Thursday, May 22, 2008

On languages, life etc

In a previous post I implied that in Greece it is of no value for a developer to learn Scala. My good friend George commented:

"If your clients are located in Greece, investing in Scala might be totally premature.

(OTOH, this means that I must play with Scala:) )"

George and I and some more of my friends would study Scala just for the fun of it. But that 's all. Fun. I have the extremely strong feeling that no client of ours will ever demand development in Scala. Of course Scala is just an example. The same is true for Erlang, F#, Ruby or Duby or Scuby or any of their variations like JScuby, or Duby# or Scuby++ or DubyScript or Scala on Rails or on a bicycle.
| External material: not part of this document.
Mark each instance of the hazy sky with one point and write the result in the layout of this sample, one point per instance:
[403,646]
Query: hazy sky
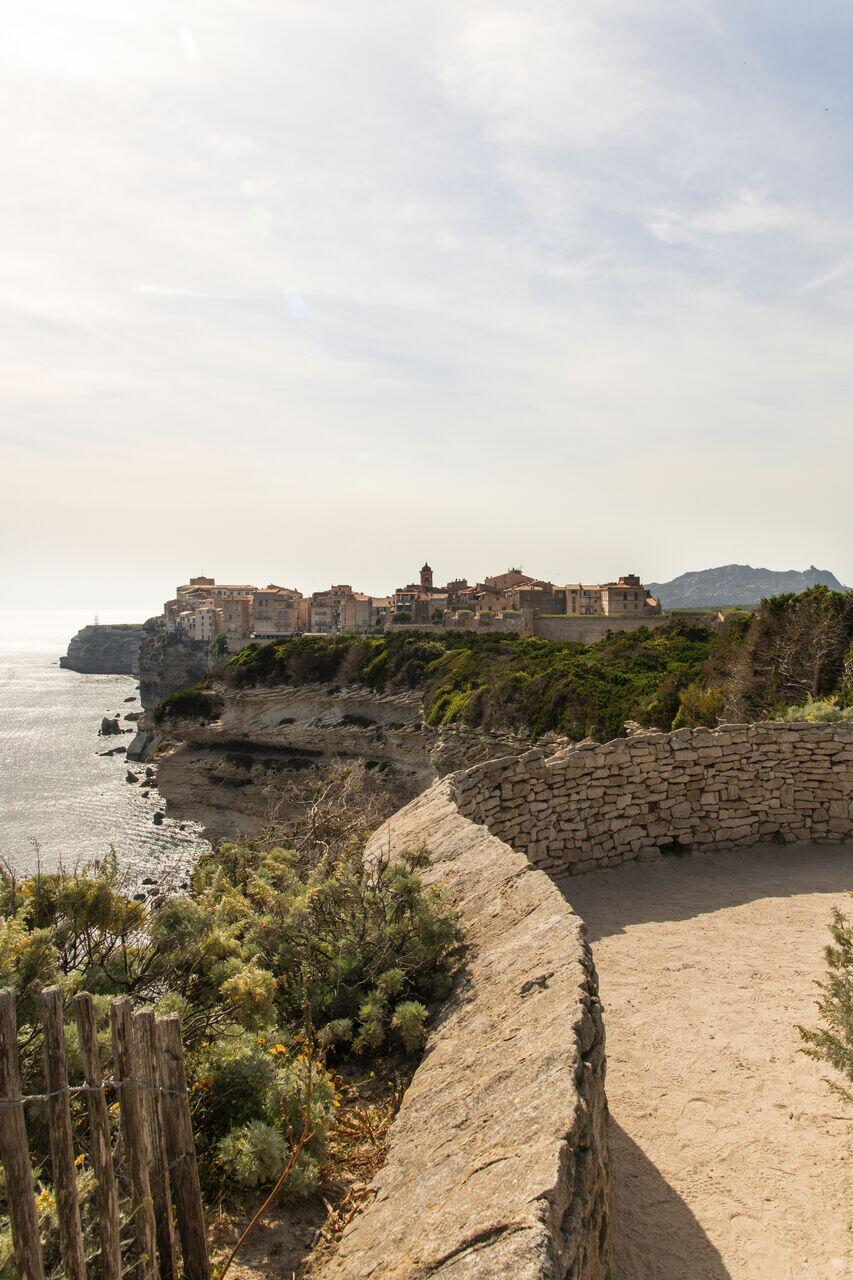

Give me a break here, will you ? I just have only one life! Even if I wanted to learn all of them there is not enough time in a person 's life. I don't believe that in this universe there are enough clients that would ask for development in JScubyDuby++##Script that would justify my time investment. Even if I had to leave my company and go to work anywhere else in Greece my knowledge of FRuby#FX wouldn't be much appreciated. But maybe I don't know what I 'm talking about.

5 comments:

past said...

"I have the extremely strong feeling that no client of ours will ever demand development in Scala."

Agreed. But that is the wrong question. Very few of our clients ever asked for Java development either. All the client wants is working software that meets his needs. Certainly I, or anyone else that I know for that matter, never asked Facebook to use Erlang for its chat feature.

If you can meet your customers' requirements and be competitive with what you already now, then by all means do so. Working as a developer in most software houses is not that demanding after all. However, if you have any aspirations to ever work on a startup like facebook, twitter or friendfeed, or worse, start your own, then you might need to work a wee bit harder than that.

synodinos said...

If you are working in an established company with clients and deadlines it’s is not cost effective to be an earlier adopter. The feeling I got from Ted’s Scala presentation in QCon London, was that he wasn’t really sure about the use cases that would make Scala so much better than Java. I distinctively remember him saying that he is just experimenting with it in writing beans.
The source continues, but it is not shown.